Furthermore, when the Commission deems it necessary to prevent injury to the business or interests of the public or to any public utility in case of emergency. The Commission may temporarily alter, amend, or, with the consent of the public utility concerned, suspend any existing rate. Rates set by the Commission apply to one or more public utilities in the state and remain in force for as long as the Commission prescribes.

Finally, the Commission has jurisdiction to conduct complaint proceedings against a public utility as to any matter affecting the rates, charges or the service provided by the that utility.

Demand-side Management and Energy Efficiency

I would be remiss if I did not mention the importance of the 1980's watchword, "demand-side management." In Ohio, the framers of S.B. 3 included a provision for an Energy Efficiency Revolving Loan Fund, to be included in all customer class rates as a temporary non-bypassable wires charge on distribution service. It is administered by the Director of the Ohio Department of Development, after consultation with a newly created Public Benefits Advisory Board. The moneys in the revolving loan fund are to be used for financial assistance for investments in products, technologies or services, including energy efficiency for low-income housing, and for residential, small commercial, small industrial/business, local government, educational institutions or agricultural customers. (Section 4928.61 and 4928.62, Revised Code)
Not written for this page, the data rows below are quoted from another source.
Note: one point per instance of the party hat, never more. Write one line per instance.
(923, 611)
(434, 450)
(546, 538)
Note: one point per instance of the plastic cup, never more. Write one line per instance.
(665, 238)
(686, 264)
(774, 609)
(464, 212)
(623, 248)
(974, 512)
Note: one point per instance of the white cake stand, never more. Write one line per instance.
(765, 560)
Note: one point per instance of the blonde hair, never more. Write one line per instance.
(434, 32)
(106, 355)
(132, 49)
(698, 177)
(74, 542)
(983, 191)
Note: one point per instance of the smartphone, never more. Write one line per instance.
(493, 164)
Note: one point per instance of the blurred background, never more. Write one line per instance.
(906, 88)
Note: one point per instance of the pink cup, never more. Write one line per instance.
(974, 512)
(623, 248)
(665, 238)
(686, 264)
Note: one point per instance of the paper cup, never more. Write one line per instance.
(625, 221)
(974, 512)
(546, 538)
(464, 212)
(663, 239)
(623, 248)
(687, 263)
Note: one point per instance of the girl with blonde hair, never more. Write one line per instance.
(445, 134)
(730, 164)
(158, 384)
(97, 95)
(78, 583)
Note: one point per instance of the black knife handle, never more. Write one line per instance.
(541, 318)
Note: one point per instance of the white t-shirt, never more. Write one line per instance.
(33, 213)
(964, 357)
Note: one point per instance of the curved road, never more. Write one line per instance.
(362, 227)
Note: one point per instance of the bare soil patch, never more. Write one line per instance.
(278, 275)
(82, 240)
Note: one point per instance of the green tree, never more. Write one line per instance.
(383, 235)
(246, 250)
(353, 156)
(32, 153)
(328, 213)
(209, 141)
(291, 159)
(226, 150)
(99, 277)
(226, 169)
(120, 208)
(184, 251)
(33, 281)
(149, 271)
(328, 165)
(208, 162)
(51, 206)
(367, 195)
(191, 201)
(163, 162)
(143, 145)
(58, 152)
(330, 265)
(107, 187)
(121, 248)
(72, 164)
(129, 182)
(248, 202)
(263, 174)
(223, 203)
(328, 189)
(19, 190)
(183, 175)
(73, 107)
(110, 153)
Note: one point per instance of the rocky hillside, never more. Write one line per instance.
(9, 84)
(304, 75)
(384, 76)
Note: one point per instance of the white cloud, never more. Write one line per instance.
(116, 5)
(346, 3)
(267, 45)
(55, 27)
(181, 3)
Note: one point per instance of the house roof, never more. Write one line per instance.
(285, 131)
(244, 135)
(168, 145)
In addition, S.B. 3 also continued the work of the Department of Development in its energy efficiency and weatherization programs targeted for the high energy cost, high-volume use structures occupied by low-income customers eligible for participation in Ohio's energy assistance "percentage of income payment plan" program. The goal of this low-income energy efficiency and weatherization program is to reduce the energy bills of the occupants. Participants must meet Federal low-income guidelines and is funded by a State Universal Service Fund rider established as a non-bypassable wires charge on electric distribution service.

Conclusion

We have come a long way since California took the first bold steps to open their retail market to competition. Many lessons have been learned but much hard work remains. States must be vigilant in monitoring their markets, protecting the interests of their constituents and working cooperatively to ensure that competition is successful. With that in mind, I would again like to thank you for the opportunity to testify before you today and would be happy to answer any questions you might have.